Lutheranism takes its religious vulgarity from being thoroughly devoted to worldly affairs, and from an apathetic confidence in God, soon to be shipwrecked in the age of Enlightenment, the Dawn of Reason whose blistering attack on the tree of religion was scarcely healed by whatever sap the Pietists (‡) managed to scrounge from Catholicism. And so the judgment expressed by Oliveira Martins (*) in his excellent History of Iberian Civilization (book 4, chapter 3) is utterly correct: "Catholicism created heroes, but the product of Protestantism was societies: sensible, happy, wealthy, free in terms of their institutions and external economy, but incapable of any heroic action, for Protestant religion begins by destroying the capacity of the human heart to conceive great deeds and noble sacrifices." Take any of the professions of faith produced by the latest Protestant rebellion, that of Albrecht Ritschl's student Kaftan for example, and see there the pitiful remains of what used to be eschatology. Ritschl himself (⁑), the master of this pupil, addresses us thus: "The need for justification, or remission of sins, can only arise as a problem from the conception of eternal life as a direct experience, an end of the divine action that begins with creation. If the concept of eternal life applies only to the state of life that exists beyond the grave, however, then its content remains outside all our mortal experience, and it cannot serve as a basis for any knowledge of a scientific character. The hopes and desires of the strongest subjective certainty are thus no clearer or brighter than any others, and in themselves they carry no assurance of the integrity of that which they represent to us. Still, comprehension requires us to meet the conditions of clarity and integrity as we represent any ideal to our minds: we must recognize how the thing represented is a necessary expression, proceeding inevitably from grounds we allow a priori. So the evangelical confession that justification by faith brings with itself a certainty of eternal life finds no place in theology, since our present experience provides no information validating the conception of its end present in this confession" (Justification and Atonement 3.7.52). This is all very rational, but ...


---
(†) Joseph Ernest Renan (1823-1892) and Henri-Frédéric Amiel (1821-1881) were contemporaries who read and criticized each other's work. Unamuno refers here to an essay of Renan's translated by Isabel Hapgood (Recollections and Letters of Ernest Renan, published 1892, pp. 262-295), in which he discusses Amiel's posthumously published Journal.
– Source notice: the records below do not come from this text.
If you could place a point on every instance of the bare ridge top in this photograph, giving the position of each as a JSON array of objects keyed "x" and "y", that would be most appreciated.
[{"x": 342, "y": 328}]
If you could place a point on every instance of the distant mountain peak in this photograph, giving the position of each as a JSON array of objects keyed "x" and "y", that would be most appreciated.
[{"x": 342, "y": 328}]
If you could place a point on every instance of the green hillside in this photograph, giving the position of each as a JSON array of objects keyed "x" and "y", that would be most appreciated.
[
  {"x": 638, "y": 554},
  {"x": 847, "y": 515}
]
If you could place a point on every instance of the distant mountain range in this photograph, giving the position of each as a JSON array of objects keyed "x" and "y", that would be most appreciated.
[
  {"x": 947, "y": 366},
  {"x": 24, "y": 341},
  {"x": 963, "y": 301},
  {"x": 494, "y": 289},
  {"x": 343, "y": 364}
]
(‡) A Lutheran revivalist movement that began with the ministry of Philipp Jakob Spener (1635-1705), who wanted to foster traditions of personal and communal devotion (notably the study of scripture and public preaching) among Protestants. Kant (1724-1804) was raised as a Pietist, and the movement had a strong influence on the founders of Methodism, including John Wesley (1703-1791).
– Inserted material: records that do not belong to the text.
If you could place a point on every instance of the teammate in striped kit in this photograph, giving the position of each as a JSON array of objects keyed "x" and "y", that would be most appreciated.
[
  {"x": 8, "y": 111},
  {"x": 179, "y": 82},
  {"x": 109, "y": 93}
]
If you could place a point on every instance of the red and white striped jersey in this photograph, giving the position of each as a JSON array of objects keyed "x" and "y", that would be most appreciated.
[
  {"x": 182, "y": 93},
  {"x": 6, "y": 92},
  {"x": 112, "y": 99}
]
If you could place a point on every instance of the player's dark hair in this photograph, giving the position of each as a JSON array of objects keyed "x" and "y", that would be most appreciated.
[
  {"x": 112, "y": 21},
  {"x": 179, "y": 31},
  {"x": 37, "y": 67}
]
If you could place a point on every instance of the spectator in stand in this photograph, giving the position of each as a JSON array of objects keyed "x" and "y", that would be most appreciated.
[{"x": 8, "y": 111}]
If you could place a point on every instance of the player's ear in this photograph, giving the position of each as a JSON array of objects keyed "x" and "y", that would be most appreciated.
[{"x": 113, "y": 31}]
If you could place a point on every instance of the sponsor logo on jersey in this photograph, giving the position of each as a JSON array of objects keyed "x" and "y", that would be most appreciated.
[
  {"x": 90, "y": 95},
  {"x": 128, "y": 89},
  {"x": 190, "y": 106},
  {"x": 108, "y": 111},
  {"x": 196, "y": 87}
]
(*) Joaquim Pedro de Oliveira Martins (1845-1894) was a Portuguese businessman and historian, remembered for his conception of history as narrative rather than science.
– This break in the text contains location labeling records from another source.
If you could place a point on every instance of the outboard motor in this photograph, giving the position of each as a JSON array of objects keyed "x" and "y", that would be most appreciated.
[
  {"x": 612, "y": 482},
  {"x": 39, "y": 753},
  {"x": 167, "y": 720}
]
(⁑) Albrecht Ritschl (1822-1899) was a professor of theology at Bonn and then Göttingen. He wrote several books, including the one Unamuno quotes here (arguing that faith is irrational, or perhaps better, beyond rational, since it cannot derive from simple facts). Julius Wilhem Martin Kaftan (1848-1926) accepted and continued his tradition, maintaining that effective faith is a personal, individual reconciliation with God, who does not need or seek to redeem humanity writ large.